Bob Mants: Our intelligence, they come back and told us that the state troopers and the posse was poised, so we knew that when we left the church it was very likely that we would be beaten and arrested. I remember us lining up and right before leaving the church in the playground in the area right behind the church where Carver homes, I remember Hosea Williams saying, we were talking the bridge, Hosea said, “When I was in service I would know how to top this bridge.” He said, “There’s a tension reliever, releaser.” We saw what is called a sea of blue of these Alabama State Troopers and cars lined up, and people lined up behind them, and the posse as far as you could see. I remember hearing this “Clack, clack, clack, clack, clack, clack, clack,” simultaneously. What was happening was they was unbuttoning their tear gas canisters, and they released the tear gas, and I remember there was a group of us who was separated from the rest of the crowd that went behind this store, Hastings Farm Implement Store, down this steep ravine. During that time I was weighing about 125 pounds soaking wet, and I remember this lady who I carried down this ravine on my back, lady had her sleeping bag and quilt and stuff that was tangling my feet, but we kept, then this posse came in on horseback, said, “God damn it, you all wanted to march, now march.” And they came with the canes and the cattle prods and stuff and rounded us up back into, back across the bridge. And there was these guys with, on horseback with these canes swinging and hitting people. It was really a melee that day. Sirens from the ambulances and people laying around overcome by the tear gas and being beaten and everything else.

THE MARCH STORY

Bob Mants: When the march came through Lowndes County, people from all over the county, black people, came out to greet the marchers. They were jubilant, they were clapping. There’s classic photographs of folks just, greeting the marchers. And one lady described her feeling towards seeing all these people coming from the west headed east.
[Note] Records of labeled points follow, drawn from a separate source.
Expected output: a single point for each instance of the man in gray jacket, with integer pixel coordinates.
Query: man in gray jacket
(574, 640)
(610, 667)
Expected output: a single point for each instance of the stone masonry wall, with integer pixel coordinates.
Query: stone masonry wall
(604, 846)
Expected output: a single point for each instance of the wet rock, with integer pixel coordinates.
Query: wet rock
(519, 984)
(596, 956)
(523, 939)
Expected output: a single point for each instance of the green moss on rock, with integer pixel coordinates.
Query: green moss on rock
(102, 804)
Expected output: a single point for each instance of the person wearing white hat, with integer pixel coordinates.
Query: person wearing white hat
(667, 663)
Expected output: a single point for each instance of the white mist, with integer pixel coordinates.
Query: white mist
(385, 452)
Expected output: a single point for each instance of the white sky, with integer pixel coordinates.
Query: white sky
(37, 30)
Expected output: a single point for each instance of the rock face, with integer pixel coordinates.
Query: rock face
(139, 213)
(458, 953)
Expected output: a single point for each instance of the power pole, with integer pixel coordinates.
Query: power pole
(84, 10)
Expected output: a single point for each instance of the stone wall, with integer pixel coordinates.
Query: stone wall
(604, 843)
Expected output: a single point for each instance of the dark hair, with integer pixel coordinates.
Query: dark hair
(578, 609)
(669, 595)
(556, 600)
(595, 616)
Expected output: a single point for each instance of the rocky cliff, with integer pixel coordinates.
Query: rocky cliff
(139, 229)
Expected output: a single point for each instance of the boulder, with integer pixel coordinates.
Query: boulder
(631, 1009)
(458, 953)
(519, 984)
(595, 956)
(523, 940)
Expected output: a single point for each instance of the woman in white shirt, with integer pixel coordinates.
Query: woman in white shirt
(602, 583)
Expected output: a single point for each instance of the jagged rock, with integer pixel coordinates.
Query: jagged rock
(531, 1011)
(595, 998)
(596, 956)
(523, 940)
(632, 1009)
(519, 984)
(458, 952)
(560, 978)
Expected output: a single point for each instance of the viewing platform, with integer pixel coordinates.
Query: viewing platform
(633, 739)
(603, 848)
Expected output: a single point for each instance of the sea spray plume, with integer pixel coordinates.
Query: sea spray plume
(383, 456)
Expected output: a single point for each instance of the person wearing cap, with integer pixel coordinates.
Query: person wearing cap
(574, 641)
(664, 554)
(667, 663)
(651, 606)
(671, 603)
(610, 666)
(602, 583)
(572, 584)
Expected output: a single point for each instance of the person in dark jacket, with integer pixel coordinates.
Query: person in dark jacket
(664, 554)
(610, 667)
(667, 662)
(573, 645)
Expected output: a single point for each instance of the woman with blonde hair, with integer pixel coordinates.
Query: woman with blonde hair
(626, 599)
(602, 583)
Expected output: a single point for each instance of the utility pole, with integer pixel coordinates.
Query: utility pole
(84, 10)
And she talks about the old Negro spiritual “I John saw that number, no man could number, coming up, coming up from Zion.” And there was a great jubilation. We decided if Lowndes County was ever to be organized, this is the time to do it. Of the 54-mile trek from Selma to Montgomery, 43 of those miles came through Lowndes County. So we wanted to be able to capitalize off the motion of the march to be able to organize Lowndes County, and that’s exactly what we did.

TENT CITY STORY

Bob Mants: Here is a person, a family, whose livelihood is dependent upon their being able to make a crop, and they, living on a white man’s plantation. And he gets involved because a civil rights worker came to him and talked to him, and he’s, for the first time in his life, he wants to take a stand. He went to try to raise the vote, and a man told him that, the landowner told him to give him the keys to his truck. There were other instances of black who had, who had almost reared white plantation’s only kids, owner’s kids. And they were told to leave. As a result of that, we formed Tent City for people to stay temporarily. There were a number of people who left the county, who moved to other areas to live with relatives. Some left the state, some never to return. There were some people who had no option but to live in Tent City, and we provided for those people as best we can. The community was always supportive, to bring them food, clothing and anything else, and we had to provide security for those people ‘cause people come by shooting the tents. And fortunately everybody who stayed in Tent City was eventually able, with community help, and our help, SNCC’s help, to acquire their own homes.

REFLECTIONS STORY

Bob Mants: Basically the Civil Rights Movement and the voting rights movement was an act of a disfranchised people. The Civil Rights Movement was not Martin Luther King. The Bloody Sunday thing was not John Lewis. It was all those people who came from all over everywhere. But we project these people as these icons. And what happens in the process when you, you project these individuals, you lose the history. Many of these people that we view as quote “leaders” would never cross the plantations, never had to drive up and down those long rows at night, never had to sit in a, had to sleep in a cold house or stood up all night peeping out the window or under bushes or up behind trees with shotguns. Who don’t, never understood the full impact of what they did, how it affected those people. That’s, this is their story.